Essa etapa será conduzida na Estação Comandante Ferraz, Ilha do Rei Jorge, onde está situada a base do Programa PROANTAR, e conta também com o apoio da Secretaria da Comissão Interministerial dos Recursos do Mar (SeCIRM), da Força Aérea Brasileira (FAB) e da Marinha do Brasil.
A aventura científica à Antártica vai contar com mais dois pesquisadores além de Luciano: Beatriz Simas Magalhães e Guilherme Dotto Brand.
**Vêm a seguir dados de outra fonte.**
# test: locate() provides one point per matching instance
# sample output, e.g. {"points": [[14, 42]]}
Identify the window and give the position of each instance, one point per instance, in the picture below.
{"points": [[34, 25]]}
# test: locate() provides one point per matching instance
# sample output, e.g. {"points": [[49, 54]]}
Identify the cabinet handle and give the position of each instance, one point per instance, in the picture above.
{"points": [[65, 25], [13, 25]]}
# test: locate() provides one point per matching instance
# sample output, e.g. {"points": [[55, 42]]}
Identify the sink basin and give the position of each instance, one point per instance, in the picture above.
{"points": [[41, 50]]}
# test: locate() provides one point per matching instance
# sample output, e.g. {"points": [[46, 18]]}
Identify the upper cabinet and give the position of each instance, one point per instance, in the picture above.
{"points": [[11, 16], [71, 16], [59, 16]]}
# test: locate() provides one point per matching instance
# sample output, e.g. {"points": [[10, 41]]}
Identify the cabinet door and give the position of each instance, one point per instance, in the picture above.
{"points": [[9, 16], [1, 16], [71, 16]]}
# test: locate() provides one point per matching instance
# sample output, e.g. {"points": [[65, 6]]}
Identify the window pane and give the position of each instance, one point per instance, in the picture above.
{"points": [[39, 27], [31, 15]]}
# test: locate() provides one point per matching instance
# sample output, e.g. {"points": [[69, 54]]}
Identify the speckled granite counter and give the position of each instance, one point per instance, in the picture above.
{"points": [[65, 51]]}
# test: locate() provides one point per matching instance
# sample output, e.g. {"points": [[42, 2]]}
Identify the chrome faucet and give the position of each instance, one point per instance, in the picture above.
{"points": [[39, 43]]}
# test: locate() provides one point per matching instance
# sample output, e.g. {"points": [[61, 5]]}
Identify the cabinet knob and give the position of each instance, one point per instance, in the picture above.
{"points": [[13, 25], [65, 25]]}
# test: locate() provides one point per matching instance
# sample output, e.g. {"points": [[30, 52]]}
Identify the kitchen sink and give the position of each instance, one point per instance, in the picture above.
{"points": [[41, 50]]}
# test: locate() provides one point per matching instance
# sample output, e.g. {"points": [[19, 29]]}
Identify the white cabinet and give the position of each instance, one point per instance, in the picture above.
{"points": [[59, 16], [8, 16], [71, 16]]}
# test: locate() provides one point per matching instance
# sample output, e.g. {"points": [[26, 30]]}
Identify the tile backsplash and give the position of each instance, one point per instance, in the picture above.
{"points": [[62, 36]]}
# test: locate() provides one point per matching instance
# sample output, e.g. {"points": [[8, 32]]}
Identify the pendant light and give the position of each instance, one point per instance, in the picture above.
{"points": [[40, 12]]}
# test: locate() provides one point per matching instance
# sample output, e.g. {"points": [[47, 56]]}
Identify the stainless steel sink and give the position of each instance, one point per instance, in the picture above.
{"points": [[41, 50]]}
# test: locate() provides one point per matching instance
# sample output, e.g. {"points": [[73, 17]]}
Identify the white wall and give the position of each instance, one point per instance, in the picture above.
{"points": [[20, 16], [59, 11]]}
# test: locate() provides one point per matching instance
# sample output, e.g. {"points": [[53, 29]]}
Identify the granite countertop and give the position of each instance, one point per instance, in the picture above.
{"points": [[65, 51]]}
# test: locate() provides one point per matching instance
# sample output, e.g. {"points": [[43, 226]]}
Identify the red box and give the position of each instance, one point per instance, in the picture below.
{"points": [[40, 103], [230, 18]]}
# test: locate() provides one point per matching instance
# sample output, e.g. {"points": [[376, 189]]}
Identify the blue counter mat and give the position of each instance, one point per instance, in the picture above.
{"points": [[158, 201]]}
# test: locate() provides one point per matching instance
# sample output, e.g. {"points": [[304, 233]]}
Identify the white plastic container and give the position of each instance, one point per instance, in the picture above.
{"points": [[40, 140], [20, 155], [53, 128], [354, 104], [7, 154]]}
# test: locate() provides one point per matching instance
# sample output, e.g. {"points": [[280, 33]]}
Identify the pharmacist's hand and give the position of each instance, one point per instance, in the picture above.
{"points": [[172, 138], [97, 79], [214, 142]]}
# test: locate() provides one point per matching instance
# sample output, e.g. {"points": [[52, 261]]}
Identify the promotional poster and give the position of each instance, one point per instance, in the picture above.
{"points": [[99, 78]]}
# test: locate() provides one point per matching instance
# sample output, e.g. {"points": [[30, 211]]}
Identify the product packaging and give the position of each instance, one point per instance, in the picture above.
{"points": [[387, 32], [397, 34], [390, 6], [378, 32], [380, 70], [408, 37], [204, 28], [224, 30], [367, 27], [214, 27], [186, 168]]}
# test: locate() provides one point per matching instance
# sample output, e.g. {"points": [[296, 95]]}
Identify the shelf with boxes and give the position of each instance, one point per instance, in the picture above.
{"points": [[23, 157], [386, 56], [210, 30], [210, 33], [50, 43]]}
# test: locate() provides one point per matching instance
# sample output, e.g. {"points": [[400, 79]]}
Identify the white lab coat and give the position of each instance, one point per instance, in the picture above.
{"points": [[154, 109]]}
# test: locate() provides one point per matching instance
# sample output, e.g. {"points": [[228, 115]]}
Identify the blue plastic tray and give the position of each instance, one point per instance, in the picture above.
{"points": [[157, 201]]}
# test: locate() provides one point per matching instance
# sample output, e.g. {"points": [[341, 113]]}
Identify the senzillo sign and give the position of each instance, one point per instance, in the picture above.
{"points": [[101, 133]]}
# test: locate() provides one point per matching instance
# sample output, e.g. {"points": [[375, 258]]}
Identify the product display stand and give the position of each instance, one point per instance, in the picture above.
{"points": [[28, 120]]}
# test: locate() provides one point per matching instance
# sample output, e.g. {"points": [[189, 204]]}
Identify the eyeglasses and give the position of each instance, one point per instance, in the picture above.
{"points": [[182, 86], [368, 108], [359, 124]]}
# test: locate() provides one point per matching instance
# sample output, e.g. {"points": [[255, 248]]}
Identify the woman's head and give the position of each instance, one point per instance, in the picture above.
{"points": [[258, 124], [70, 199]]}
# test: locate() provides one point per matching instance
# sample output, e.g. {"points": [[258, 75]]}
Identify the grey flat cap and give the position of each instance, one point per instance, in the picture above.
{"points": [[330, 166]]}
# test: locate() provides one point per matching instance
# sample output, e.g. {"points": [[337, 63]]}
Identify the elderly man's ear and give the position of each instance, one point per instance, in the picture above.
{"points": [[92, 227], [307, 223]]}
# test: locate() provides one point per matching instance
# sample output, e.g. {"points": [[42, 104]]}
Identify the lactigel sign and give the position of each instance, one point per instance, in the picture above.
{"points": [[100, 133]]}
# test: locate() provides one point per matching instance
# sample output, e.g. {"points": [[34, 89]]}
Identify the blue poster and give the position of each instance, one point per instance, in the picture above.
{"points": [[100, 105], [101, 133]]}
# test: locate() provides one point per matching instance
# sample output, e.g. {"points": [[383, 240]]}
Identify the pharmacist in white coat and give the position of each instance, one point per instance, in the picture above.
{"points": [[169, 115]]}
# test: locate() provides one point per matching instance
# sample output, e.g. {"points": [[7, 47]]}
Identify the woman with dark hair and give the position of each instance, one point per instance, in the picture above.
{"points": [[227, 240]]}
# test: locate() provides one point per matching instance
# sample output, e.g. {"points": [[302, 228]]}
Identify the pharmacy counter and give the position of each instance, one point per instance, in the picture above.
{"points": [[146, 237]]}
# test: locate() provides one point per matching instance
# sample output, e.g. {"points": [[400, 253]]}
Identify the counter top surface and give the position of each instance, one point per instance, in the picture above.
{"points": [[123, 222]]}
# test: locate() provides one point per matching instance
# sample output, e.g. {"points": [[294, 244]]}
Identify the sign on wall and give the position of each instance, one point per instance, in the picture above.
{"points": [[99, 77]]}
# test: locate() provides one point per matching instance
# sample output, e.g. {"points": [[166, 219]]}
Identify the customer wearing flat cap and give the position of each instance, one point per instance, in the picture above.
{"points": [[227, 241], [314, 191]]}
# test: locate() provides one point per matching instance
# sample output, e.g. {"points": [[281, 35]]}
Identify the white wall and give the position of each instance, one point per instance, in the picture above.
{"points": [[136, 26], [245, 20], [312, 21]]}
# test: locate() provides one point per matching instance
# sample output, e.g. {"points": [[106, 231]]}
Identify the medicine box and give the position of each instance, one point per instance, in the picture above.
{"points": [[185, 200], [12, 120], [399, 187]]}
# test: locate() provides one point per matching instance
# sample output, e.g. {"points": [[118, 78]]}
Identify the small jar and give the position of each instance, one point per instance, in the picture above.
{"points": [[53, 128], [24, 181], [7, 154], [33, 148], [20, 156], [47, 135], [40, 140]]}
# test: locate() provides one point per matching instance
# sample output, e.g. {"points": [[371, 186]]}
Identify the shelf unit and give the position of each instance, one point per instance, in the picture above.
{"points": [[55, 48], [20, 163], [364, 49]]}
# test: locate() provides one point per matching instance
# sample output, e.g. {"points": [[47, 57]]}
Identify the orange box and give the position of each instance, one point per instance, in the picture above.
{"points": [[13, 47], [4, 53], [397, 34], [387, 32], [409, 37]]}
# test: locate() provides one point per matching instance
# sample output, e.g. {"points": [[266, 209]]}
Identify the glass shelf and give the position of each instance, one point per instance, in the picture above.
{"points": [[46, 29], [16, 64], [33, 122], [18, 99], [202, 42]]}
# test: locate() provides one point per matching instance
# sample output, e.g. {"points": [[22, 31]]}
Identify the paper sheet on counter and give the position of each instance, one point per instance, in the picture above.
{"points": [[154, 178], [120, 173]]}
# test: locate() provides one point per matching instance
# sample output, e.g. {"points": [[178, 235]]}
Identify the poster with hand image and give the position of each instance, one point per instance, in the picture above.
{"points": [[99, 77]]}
Depois de coletadas, as amostras biológicas serão trazidas para a Embrapa Recursos Genéticos e Biotecnologia, onde serão submetidas a: purificação e caracterização.
Essa etapa vai contar com a participação dos 12 cientistas que compõem o Projeto, envolvendo Embrapa, USP e UnB.
As pesquisas envolvendo a avaliação de propriedades anticongelantes das moléculas isoladas serão desenvolvidas em equipamentos denominados osmômetros, adquiridos com recursos do MCT/CNPq.
Preparação para o gelo
Antes de partirem para a Antártica, Luciano, Beatriz e Guilherme participarão de um treinamento pré-antártico, ministrado pela Marinha, durante uma semana, no Rio de Janeiro.
Mas nem mesmo as enormes geleiras da Antártica e a rigidez de suas condições climáticas, que fazem com que não tenha população permanente, parecem desanimar os cientistas, que estão muito empolgados com a aventura científica que estão prestes a vivenciar. “Essa expedição será de grande valor, não apenas para a ciência básica, como também para a biotecnologia, já que busca novas aplicações e processos em prol da agropecuária brasileira”, enfatiza Luciano.
Além disso, vai trazer benefícios também para a conservação da fauna local, que é a mais atingida pelo aquecimento polar. “Levando em consideração a crescente preocupação com as mudanças climáticas decorrentes do aquecimento global, o projeto vai investigar também as adaptações dos peixes antárticos relacionadas a: atividade antioxidante enzimática, composição de membranas e morfologia de células e tecidos”, finaliza o pesquisador.